From bbfd74de2512d9cfe0df2cbfa769ae8881879a7c Mon Sep 17 00:00:00 2001
From: Deezzir <yurii.kondrakov@canonical.com>
Date: Wed, 27 Aug 2025 16:40:20 -0400
Subject: [PATCH 2/3] fix: update checkout action version

---
 .github/workflows/ci.yaml | 2 +-
 1 file changed, 1 insertion(+), 1 deletion(-)

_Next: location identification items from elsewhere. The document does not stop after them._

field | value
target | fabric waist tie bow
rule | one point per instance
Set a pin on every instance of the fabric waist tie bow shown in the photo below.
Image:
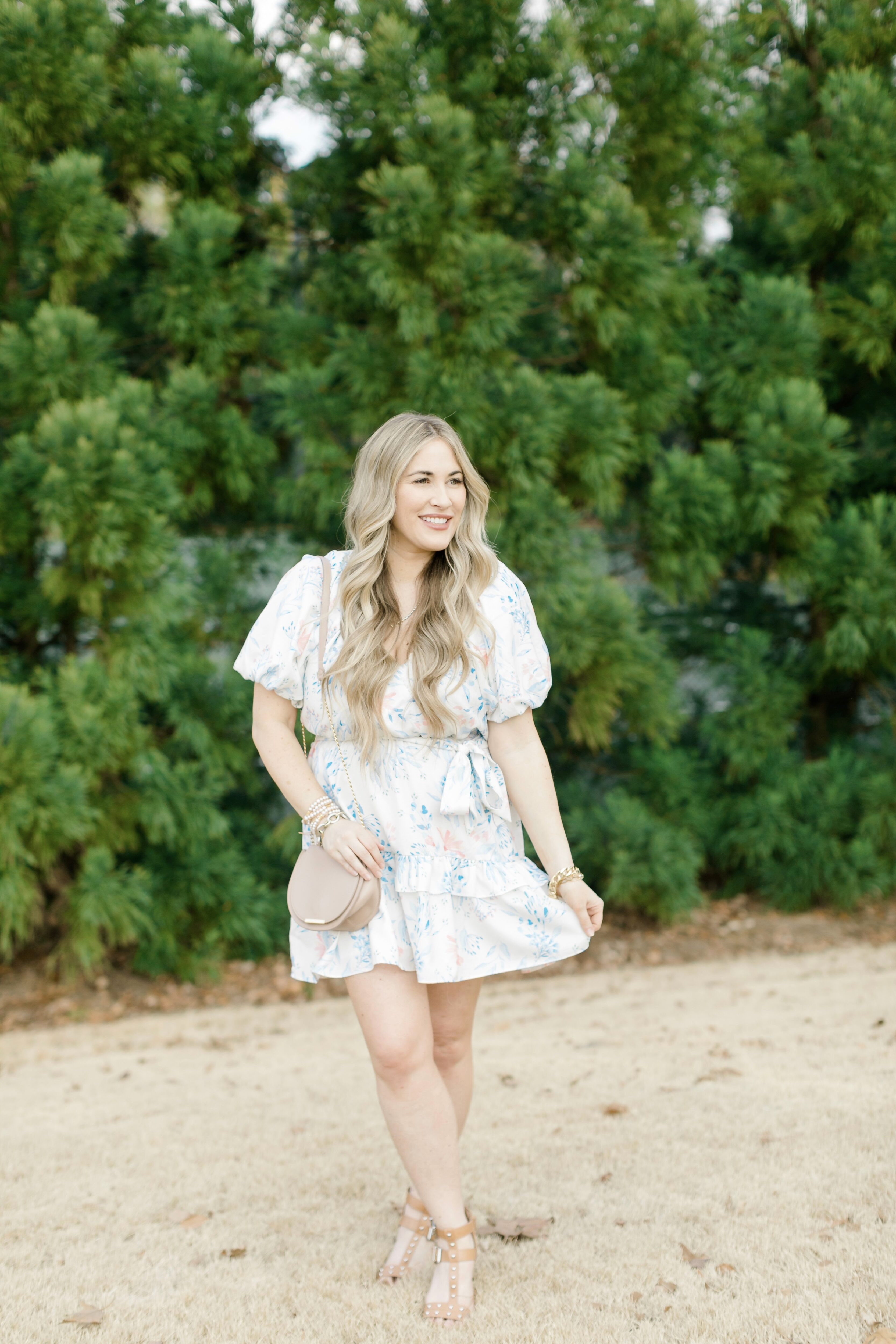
(472, 768)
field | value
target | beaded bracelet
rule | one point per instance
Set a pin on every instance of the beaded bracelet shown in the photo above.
(317, 810)
(559, 878)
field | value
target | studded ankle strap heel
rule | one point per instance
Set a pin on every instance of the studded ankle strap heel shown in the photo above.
(452, 1311)
(421, 1226)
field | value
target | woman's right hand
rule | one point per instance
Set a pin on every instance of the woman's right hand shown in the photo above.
(354, 846)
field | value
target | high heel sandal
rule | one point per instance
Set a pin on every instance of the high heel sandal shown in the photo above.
(421, 1226)
(452, 1311)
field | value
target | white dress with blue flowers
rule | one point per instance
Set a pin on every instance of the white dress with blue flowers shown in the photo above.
(460, 898)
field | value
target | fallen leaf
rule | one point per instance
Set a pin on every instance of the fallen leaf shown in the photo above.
(87, 1316)
(515, 1229)
(695, 1261)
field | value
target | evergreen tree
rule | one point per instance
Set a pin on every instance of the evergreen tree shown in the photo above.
(691, 452)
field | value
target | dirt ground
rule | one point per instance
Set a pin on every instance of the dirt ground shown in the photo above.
(714, 1142)
(720, 931)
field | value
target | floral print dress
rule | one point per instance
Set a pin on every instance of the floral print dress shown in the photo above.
(460, 898)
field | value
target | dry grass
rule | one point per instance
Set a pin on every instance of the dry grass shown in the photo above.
(758, 1131)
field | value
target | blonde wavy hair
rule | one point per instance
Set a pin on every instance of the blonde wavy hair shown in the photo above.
(452, 584)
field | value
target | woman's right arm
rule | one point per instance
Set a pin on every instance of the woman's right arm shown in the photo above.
(274, 736)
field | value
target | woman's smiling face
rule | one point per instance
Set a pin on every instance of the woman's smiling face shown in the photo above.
(430, 498)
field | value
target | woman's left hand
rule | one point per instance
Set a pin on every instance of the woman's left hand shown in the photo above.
(588, 905)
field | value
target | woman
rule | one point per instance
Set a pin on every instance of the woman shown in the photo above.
(434, 663)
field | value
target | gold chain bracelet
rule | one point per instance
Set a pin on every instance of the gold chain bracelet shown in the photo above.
(559, 878)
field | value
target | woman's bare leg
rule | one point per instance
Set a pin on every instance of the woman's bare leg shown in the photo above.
(394, 1014)
(452, 1011)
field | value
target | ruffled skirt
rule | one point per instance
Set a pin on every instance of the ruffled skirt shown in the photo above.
(460, 898)
(445, 937)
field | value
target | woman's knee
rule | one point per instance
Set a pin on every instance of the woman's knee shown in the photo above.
(449, 1048)
(397, 1058)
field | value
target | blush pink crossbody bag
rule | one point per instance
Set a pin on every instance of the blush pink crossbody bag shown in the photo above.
(322, 896)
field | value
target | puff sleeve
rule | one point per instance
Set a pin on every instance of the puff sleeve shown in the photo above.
(519, 666)
(277, 648)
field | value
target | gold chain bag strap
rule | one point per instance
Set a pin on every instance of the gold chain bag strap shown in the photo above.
(322, 896)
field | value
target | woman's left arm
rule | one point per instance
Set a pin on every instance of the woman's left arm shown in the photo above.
(518, 749)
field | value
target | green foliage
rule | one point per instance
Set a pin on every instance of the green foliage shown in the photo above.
(691, 449)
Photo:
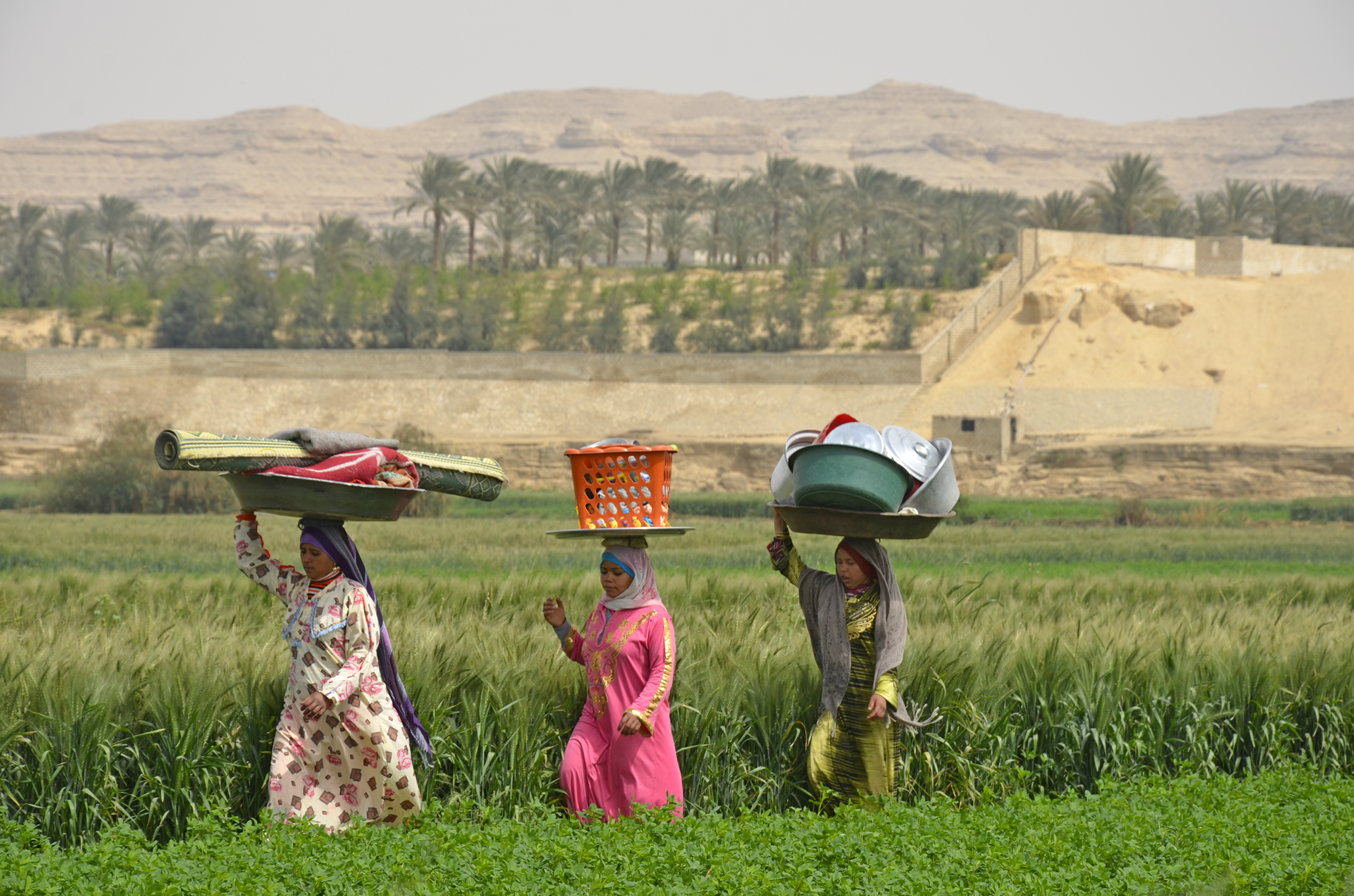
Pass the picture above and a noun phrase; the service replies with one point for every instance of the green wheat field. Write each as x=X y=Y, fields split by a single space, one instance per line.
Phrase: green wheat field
x=1158 y=710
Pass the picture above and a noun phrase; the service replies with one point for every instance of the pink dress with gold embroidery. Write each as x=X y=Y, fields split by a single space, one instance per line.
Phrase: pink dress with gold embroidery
x=630 y=661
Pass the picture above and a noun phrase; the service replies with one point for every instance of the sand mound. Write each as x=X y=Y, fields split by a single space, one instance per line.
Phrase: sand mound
x=1276 y=350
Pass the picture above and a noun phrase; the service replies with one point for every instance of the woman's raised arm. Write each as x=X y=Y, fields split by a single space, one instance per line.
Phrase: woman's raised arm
x=254 y=561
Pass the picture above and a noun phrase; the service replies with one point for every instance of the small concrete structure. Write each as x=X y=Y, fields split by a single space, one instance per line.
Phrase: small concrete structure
x=987 y=438
x=1246 y=257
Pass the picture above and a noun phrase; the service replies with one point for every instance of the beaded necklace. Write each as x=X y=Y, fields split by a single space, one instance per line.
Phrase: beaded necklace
x=313 y=589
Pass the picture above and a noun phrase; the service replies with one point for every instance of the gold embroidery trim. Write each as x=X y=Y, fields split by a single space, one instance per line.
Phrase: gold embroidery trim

diff --git a/.github/workflows/ci.yaml b/.github/workflows/ci.yaml
index f91491322b..4ea9afbbc6 100644
--- a/.github/workflows/ci.yaml
+++ b/.github/workflows/ci.yaml
@@ -47,7 +47,7 @@ jobs:
     runs-on: ubuntu-latest
     steps:
       - name: Checkout repo
-        uses: actions/checkout@v3
+        uses: actions/checkout@v4
       - name: Install prometheus snap
         run: sudo snap install prometheus
       - name: Check validity of prometheus alert rules

From 56718d0b4fcb4db7fc16d11545a4020d34fb9074 Mon Sep 17 00:00:00 2001
From: Deezzir <yurii.kondrakov@canonical.com>
Date: Fri, 29 Aug 2025 17:20:09 -0400
Subject: [PATCH 3/3] fix: spelling & rules

---
 .github/workflows/ci.yaml                         |  1 +
 src/prometheus_alert_rules/replication_rules.yaml | 10 +++++-----
 tests/alerts/test_replication_alerts.yaml         |  6 +++---
 3 files changed, 9 insertions(+), 8 deletions(-)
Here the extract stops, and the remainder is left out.